Max and Reed continue their pissing contest of dominance until Max finally breaks it off, looking to me. “We have the codes to the engine. A built-in kill switch, a safety mechanism on all CitiFutura vessels at the time to prevent piracy.”

And people from ever truly owning their ships. If CitiFutura—and now Verux—could kill your engine at any time, then you’d be less inclined to do anything they wouldn’t like. Anything that might be deemed as competition for them.

I raise my eyebrows. “And I’m sure everyone who owns those ships is aware of that particular feature?”

Max simply smiles. “Verux was not involved in CitiFutura’s business decisions at that time.”

Yeah, and I’m sure Verux has nothing similar in place, especially given how late they entered the shipbuilding game. Their focus on hab modules and colony living cost them, until CitiFutura imploded and Verux scooped up the pieces, likely learning all the best tricks and traps along the way.

Max turns and nods at a Verux-jumpsuited crew member at the helm. Her fingers dance across the board, and our ship slows. I face the windows and watch as the Aurora charges ahead without us, slipping out of sight.

My hands tighten into fists at my sides, the short edges of my nails digging into the vulnerable skin of my palms.

“Corbin?” Max asks.

Another member of the crew, this one positioned at what I’m guessing must be Communications, nods. “Packet delivered,” he announces.

Nothing happens. Several more long seconds pass, and it’s excruciating. Not that we couldn’t catch up, but there’s already been so much lost time. This feels like an exercise in patience, and patience is something I’ve never had an abundance of, even on a good day.

And then, slowly, on the right side of the windows, the Aurora reemerges as we catch up to her. My relief, once the ship is in sight again, is temporary but real.

When we are nearly even with her, the engines cut back to a low idling hum.

Max nods once, in approval. Then he looks to Diaz, Montgomery, and Shin. “You have your assignments,” he says. “Thank you for your service.”

That strikes an odd note in my ear. It’s as though Max is already resigned to the idea that some number of them won’t be returning. Which, I suppose, given my experience, seems fairly likely.
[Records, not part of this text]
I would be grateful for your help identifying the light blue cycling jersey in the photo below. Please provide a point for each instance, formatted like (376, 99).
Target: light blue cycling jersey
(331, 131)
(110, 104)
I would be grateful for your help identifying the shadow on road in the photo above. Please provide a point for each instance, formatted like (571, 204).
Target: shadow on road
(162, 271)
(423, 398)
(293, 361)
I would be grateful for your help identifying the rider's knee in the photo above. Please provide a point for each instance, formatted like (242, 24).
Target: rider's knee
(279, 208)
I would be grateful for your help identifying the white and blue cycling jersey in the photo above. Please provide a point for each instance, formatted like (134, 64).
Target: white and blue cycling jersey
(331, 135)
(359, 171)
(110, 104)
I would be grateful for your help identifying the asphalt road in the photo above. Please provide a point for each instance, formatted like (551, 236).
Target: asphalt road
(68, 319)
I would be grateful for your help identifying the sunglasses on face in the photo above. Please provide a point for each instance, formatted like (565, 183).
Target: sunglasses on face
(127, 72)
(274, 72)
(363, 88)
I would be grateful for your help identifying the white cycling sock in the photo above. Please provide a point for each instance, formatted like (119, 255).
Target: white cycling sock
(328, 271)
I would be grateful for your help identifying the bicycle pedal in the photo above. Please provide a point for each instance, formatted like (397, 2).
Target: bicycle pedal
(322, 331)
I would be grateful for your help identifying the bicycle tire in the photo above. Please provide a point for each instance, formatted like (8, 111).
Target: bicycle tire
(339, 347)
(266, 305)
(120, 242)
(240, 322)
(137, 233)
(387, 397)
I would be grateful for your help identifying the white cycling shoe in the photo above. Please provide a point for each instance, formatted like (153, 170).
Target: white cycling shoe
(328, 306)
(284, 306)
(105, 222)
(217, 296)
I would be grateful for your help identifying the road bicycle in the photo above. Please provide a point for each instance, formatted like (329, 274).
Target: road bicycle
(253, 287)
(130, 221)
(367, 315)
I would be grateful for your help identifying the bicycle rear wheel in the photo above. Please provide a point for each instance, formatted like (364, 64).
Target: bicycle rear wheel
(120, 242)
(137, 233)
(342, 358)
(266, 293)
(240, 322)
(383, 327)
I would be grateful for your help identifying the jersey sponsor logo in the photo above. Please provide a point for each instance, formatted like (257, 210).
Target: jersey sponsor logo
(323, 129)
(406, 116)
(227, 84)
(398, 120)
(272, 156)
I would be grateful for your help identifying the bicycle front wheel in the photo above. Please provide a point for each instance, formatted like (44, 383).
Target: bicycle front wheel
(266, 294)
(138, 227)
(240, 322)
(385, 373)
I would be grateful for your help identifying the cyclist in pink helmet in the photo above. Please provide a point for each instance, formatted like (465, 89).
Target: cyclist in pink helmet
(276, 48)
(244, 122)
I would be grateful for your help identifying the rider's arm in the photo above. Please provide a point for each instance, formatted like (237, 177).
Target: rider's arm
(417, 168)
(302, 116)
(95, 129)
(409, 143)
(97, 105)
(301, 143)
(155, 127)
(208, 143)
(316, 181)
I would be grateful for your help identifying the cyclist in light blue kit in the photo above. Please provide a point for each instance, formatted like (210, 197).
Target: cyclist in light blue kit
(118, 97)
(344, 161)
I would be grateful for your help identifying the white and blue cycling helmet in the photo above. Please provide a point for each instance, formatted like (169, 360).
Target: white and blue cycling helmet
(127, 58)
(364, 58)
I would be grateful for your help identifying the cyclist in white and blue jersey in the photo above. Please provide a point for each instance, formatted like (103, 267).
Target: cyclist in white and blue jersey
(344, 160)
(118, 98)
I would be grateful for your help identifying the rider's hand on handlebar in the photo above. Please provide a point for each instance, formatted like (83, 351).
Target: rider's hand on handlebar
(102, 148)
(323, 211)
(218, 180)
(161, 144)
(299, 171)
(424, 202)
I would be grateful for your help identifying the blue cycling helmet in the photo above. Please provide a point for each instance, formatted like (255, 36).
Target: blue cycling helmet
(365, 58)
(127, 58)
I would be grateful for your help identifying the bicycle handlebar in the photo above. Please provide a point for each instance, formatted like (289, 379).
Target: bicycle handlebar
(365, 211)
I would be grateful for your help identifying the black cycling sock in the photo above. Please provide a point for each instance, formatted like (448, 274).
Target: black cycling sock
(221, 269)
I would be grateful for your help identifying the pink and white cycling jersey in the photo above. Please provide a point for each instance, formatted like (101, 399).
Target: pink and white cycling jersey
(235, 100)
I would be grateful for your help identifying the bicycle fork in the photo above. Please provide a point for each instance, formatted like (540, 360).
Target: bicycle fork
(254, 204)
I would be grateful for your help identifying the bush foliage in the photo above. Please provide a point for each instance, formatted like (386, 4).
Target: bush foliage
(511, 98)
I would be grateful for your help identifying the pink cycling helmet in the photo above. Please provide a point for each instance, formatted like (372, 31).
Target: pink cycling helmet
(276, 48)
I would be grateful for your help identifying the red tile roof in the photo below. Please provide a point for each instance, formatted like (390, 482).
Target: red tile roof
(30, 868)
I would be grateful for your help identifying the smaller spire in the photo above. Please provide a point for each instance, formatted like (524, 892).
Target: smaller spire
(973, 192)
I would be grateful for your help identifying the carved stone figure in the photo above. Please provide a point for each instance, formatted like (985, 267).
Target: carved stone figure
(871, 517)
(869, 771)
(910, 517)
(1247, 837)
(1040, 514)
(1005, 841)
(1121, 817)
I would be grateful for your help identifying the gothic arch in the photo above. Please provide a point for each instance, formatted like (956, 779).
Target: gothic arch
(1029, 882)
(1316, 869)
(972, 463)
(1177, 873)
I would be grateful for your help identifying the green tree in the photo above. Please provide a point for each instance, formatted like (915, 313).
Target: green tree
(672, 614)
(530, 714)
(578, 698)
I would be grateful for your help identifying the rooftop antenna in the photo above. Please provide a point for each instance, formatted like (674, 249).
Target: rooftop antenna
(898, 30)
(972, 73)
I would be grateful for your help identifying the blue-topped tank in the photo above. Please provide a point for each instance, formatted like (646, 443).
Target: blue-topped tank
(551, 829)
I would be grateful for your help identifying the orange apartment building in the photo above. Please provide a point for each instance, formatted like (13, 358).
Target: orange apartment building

It just seems so coldly practical. Something I might once have admired, but now leaves me feeling ill. The realization is painful in its suddenness. I don’t want to be who I was before, fighting attachment, keeping safe distance. There’s no such thing as safe distance.

But the team leaders don’t seem fazed. They’re immediately in action, barking orders into their comm implants and striding for the corridor.

I follow them without waiting for the go-ahead from Max. I have no doubt Diaz and company will take any opportunity to leave me behind if they can. They haven’t been on board yet. They’re still confident in their ability to handle whatever this is. I envy them for that. That certainty is probably going to get them killed, but I still wish I had it.